Nach dem Studium begann Gustawa Jarecka ihre schriftstellerische Laufbahn. 1932 erschien ihr Debütroman Inni ludzie (Andere Menschen). Jareckas Erzählungen wurden in verschiedenen Zeitschriften wie Głos Poranny, Dziennik Ludowy, Górnik, Myśl Socjalistyczna und Nowa Kwadrydza veröffentlicht.[2]

Ihre Werke zeichneten sich durch sozialkritische Themen aus, wobei sie gesellschaftliche Probleme wie Arbeitslosigkeit und Armut aufgriff und jüdische Anliegen eher vermied.

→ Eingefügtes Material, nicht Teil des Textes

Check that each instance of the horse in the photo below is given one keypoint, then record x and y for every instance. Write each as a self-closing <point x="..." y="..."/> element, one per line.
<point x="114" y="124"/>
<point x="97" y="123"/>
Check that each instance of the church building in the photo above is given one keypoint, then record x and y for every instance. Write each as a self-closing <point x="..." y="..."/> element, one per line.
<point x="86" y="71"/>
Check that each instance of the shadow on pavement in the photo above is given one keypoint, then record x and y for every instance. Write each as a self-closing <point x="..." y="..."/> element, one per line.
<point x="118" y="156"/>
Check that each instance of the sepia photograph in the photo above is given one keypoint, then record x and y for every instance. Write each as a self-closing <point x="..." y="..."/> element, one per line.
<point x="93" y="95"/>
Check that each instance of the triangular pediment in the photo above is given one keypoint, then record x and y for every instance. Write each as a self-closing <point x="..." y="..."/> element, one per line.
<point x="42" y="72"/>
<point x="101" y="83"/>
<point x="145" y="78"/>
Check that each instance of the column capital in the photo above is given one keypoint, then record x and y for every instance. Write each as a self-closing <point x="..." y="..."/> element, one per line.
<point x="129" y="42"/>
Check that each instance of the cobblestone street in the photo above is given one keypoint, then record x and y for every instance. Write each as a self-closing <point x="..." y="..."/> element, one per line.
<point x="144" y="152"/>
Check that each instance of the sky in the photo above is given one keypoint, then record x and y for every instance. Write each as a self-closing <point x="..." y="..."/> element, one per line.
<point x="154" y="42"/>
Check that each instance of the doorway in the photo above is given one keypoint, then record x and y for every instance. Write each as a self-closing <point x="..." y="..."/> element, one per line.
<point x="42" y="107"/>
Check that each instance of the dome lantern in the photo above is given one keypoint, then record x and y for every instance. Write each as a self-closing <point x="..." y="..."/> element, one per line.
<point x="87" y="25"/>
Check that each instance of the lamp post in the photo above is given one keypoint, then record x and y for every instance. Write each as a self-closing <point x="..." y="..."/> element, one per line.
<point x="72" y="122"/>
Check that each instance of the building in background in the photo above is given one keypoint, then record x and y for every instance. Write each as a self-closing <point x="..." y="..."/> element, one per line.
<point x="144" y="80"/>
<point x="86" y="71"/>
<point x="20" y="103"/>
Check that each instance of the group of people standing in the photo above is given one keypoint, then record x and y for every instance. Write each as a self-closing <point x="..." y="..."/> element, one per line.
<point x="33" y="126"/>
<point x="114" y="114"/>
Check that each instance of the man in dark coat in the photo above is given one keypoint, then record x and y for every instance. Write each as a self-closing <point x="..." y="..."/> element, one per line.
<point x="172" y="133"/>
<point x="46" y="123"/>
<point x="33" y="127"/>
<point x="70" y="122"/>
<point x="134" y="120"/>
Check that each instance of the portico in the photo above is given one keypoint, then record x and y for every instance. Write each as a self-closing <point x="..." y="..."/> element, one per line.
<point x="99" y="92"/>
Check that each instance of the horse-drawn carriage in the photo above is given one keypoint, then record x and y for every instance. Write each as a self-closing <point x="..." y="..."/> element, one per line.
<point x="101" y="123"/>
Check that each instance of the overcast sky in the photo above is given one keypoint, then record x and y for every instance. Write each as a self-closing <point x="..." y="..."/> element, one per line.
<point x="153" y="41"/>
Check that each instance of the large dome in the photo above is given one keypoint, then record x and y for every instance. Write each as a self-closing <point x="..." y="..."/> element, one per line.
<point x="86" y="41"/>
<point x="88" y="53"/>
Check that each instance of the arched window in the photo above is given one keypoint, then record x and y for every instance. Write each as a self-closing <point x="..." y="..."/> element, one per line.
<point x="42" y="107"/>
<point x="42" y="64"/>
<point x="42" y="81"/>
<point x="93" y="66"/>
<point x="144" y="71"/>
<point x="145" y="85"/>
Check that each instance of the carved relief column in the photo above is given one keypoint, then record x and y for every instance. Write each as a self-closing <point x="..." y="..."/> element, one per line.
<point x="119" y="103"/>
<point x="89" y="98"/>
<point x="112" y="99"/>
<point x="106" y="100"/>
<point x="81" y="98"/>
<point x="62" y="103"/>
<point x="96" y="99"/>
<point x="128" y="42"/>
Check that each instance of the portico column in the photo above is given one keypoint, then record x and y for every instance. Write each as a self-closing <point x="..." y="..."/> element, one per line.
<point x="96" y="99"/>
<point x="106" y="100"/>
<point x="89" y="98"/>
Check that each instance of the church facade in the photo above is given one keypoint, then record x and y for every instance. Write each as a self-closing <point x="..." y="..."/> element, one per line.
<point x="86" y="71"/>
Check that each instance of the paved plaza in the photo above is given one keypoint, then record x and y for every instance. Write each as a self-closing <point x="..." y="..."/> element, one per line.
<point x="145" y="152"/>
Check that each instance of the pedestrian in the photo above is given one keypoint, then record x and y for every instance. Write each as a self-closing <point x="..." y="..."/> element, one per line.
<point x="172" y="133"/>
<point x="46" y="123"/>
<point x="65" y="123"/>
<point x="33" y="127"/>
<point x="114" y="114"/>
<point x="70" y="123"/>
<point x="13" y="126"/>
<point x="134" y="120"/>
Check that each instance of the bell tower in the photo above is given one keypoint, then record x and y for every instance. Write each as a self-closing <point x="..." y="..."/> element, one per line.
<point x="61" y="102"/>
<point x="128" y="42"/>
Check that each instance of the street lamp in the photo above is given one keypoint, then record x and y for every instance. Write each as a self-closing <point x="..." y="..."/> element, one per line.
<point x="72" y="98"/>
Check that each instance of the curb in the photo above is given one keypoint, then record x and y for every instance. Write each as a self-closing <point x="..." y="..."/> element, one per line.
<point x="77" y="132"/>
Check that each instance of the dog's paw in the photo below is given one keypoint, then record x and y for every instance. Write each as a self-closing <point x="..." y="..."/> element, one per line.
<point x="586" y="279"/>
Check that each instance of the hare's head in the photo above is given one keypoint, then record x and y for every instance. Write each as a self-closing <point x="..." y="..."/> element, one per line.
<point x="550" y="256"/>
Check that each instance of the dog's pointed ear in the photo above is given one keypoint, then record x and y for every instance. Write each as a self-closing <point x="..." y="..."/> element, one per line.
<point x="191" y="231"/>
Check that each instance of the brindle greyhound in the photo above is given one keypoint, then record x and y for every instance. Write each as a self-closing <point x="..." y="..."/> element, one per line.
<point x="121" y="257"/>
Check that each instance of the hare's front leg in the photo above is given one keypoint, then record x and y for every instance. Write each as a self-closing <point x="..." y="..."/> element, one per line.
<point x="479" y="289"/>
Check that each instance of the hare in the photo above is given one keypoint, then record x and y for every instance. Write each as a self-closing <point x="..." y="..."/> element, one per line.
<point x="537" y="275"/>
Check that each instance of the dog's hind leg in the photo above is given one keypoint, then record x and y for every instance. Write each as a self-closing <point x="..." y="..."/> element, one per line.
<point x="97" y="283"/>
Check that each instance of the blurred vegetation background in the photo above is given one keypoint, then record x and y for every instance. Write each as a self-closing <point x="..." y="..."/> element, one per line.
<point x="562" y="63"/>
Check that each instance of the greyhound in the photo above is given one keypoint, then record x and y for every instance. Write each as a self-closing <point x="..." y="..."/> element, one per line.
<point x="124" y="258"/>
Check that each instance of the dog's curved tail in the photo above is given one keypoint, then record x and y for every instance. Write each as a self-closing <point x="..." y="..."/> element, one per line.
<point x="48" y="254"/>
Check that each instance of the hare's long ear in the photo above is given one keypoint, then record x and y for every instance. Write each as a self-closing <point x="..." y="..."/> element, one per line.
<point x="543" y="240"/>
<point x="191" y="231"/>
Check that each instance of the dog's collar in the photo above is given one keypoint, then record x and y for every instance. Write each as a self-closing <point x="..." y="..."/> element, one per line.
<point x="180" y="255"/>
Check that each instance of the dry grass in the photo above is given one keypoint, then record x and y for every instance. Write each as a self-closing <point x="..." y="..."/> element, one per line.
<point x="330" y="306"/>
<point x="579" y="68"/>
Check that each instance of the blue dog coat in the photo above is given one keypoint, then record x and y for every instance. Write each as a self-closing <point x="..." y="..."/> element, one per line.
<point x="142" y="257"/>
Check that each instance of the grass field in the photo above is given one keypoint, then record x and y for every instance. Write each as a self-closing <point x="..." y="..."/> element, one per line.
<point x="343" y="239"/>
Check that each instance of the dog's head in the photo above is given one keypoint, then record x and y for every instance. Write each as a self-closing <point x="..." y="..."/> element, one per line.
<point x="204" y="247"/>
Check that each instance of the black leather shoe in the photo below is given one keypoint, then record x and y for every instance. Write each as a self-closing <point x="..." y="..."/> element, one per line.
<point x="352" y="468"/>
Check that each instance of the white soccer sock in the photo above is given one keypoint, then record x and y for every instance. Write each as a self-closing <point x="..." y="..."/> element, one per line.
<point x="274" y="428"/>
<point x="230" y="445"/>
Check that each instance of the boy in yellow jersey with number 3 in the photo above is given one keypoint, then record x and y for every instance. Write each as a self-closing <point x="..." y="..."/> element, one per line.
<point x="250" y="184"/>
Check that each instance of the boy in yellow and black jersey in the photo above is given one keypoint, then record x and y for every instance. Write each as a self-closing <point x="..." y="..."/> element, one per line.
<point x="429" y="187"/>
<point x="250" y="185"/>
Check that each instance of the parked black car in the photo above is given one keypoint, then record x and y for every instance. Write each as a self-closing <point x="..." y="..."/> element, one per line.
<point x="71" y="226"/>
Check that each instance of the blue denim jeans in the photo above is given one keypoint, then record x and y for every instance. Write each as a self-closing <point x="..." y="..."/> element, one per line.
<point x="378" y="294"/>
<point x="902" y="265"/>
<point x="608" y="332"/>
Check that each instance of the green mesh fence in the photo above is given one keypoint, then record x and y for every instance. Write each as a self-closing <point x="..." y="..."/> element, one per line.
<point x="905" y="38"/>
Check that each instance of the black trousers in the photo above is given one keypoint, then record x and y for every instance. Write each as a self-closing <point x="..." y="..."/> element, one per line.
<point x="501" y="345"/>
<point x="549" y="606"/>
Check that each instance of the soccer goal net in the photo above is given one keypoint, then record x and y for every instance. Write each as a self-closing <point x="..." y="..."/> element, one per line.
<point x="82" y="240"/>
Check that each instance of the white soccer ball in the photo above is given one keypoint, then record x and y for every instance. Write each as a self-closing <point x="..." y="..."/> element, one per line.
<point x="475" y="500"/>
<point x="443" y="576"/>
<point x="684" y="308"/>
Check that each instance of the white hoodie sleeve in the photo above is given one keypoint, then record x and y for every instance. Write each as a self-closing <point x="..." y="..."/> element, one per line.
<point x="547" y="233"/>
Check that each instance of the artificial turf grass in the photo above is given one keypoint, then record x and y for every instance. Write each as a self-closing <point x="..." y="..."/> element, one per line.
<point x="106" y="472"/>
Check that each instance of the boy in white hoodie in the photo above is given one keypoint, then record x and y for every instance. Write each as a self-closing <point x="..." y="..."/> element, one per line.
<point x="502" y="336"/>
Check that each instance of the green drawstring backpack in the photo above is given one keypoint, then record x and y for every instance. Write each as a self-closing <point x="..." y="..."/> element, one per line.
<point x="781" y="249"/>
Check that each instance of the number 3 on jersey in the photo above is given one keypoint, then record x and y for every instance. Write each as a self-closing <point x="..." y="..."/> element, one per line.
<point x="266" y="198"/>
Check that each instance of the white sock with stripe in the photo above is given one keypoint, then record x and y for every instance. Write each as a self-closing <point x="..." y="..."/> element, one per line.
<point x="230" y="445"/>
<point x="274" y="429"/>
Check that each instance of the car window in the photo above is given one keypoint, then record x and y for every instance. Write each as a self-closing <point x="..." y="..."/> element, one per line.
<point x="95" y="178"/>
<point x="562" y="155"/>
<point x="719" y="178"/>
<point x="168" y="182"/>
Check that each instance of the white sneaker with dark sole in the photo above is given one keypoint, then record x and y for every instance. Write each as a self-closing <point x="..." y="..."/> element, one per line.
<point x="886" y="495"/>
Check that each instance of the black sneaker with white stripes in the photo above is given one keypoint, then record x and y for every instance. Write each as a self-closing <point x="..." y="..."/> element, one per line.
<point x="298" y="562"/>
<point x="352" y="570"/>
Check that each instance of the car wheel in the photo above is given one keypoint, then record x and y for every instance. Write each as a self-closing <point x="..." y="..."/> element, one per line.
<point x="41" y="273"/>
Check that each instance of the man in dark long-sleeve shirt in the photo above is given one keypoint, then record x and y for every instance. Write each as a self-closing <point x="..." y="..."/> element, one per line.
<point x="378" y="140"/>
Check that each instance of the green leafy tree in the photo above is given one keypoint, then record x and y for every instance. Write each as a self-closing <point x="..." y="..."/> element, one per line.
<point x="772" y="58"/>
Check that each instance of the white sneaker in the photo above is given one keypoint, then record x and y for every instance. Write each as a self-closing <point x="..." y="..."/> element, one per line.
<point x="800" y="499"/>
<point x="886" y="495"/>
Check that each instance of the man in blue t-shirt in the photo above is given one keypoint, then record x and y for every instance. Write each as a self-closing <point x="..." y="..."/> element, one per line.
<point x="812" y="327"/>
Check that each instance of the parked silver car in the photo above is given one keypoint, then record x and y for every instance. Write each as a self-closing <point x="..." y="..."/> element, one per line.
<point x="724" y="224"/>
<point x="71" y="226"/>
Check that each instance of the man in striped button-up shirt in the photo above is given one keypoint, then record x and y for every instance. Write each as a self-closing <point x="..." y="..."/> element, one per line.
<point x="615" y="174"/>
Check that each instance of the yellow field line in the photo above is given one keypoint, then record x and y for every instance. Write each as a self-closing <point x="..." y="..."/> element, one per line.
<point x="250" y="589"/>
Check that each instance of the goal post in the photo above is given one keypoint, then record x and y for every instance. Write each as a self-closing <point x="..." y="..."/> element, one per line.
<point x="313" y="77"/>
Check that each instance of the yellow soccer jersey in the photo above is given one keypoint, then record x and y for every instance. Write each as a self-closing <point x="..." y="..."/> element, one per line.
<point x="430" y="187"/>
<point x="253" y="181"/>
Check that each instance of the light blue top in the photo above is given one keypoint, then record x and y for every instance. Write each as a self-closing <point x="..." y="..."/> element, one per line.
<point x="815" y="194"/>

Obwohl sie sich zum jüdischen Glauben bekannte, war sie eher sozialistisch orientiert und veröffentlichte häufig in linksgerichteten Zeitschriften.[2] In den Folgejahren veröffentlichte sie weitere Romane wie Stare grzechy (Alte Sünden, 1934); Przed jutrem (Vor dem Morgen, 1936) sowie der zweibändige Roman Ludzie i sztandary (Von Menschen und Fahnen).[4]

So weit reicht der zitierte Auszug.